Before I read “Moby Dick,” I read “Anna Karenina.” A friend and I decided to read it together, taking on a part a week and discussing it with each other. We were both inspired to read it because of the Keira Knightley movie version that is coming out. I typically enjoy the classics. I’m a huge fan of Shakespeare, Dickens, Austen, Twain. I was that nerd in high school English that loved every last book we read. But for some reason, I really didn’t like “Anna Karenina.” I tried to. But I just didn’t particularly like any of the characters, and the huge chunks about Russian agrarian society was somewhat tedious.

This is when I started reading “Moby Dick.” When I would finish a part in “Anna Karenina” before my scheduled meeting with my friend, I would start in on “Moby Dick.” And I loved it. It was such a necessary change of pace. Herman Melville’s language is so full of images and smells and sounds. It puts you directly in the Nantucket whaling community. And Queequeg! The tattooed foreigner that Ishmael quickly befriends? Loved him. The scene where they are spooning the morning after they meet, adorable. I found myself rushing through “Anna Karenina” so I could get back to “Moby Dick.”

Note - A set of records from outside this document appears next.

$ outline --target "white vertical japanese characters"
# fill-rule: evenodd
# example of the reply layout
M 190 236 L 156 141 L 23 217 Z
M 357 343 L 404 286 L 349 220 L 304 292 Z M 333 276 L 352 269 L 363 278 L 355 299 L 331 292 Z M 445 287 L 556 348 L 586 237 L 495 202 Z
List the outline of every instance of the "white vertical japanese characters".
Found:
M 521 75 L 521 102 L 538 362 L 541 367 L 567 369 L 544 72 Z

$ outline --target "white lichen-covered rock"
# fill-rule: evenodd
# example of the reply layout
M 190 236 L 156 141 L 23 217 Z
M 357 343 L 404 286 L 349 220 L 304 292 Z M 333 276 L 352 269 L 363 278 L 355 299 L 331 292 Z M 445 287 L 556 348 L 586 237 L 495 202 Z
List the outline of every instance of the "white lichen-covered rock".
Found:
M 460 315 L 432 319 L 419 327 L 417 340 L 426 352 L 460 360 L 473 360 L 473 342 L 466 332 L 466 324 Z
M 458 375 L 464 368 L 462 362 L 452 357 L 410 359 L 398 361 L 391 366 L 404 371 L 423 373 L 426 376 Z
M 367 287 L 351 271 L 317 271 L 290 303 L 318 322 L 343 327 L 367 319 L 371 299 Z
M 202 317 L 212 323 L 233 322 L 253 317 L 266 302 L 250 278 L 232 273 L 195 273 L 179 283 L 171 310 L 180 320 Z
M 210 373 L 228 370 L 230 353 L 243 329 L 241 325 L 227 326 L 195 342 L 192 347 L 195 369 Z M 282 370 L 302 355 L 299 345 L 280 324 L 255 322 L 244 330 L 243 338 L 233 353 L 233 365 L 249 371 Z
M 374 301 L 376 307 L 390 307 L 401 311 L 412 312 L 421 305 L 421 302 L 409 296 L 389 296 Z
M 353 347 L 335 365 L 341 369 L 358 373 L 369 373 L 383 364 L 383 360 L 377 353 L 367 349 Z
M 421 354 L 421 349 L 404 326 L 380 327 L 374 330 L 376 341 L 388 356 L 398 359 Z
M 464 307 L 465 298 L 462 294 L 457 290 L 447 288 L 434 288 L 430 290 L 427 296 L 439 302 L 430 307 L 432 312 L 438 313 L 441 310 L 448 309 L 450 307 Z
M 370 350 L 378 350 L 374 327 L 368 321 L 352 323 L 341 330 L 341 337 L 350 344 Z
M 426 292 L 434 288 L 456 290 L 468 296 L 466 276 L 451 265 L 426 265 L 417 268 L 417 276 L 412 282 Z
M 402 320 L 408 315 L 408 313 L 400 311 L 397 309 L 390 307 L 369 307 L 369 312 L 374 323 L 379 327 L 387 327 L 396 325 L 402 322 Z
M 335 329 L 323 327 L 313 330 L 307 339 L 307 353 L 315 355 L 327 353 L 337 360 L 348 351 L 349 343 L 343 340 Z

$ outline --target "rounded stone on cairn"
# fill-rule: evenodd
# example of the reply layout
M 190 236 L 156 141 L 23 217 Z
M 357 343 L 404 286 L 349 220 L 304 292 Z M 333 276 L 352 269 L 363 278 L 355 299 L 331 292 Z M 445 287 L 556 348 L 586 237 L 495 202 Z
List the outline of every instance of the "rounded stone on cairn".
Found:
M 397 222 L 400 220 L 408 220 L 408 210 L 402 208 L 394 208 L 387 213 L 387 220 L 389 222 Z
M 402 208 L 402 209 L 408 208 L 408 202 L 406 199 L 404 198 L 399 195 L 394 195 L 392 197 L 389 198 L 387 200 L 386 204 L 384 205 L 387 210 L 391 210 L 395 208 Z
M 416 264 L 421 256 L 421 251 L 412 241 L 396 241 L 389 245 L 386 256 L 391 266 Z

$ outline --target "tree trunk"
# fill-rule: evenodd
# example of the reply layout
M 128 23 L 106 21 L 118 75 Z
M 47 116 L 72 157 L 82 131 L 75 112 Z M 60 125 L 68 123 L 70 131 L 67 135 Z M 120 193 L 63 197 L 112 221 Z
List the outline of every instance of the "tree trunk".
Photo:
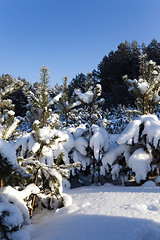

So at last I finished the Tolstoy torture and could fully dedicate myself to “Moby Dick.” This, of course, coincided with reading the part in the book where Melville goes on and on and on and on about whale anatomy and references to whales in literature. It was long-winded, and I honestly didn’t really read all of it. I skimmed over most of it. I mean there were pages of different scientific names for breeds of whales. Really?

All in all, it’s an amazing book, if you cut out the lists and the explanations. If you did that, it would probably be more of a novella. But it made me laugh, it pulled me in. I missed my subway stop while I was reading the end. So dramatic and exciting. Will I ever read it again, though? Nope. Probably not.

Consider the subtleness of the sea; how its most dreaded creatures glide under water, unapparent for the most part, and treacherously hidden beneath the loveliest tints of azure….. Consider all this; and then turn to this green, gentle , and most docile earth; consider them both, the sea and the land; and do you not find a strange analogy to something in yourself?”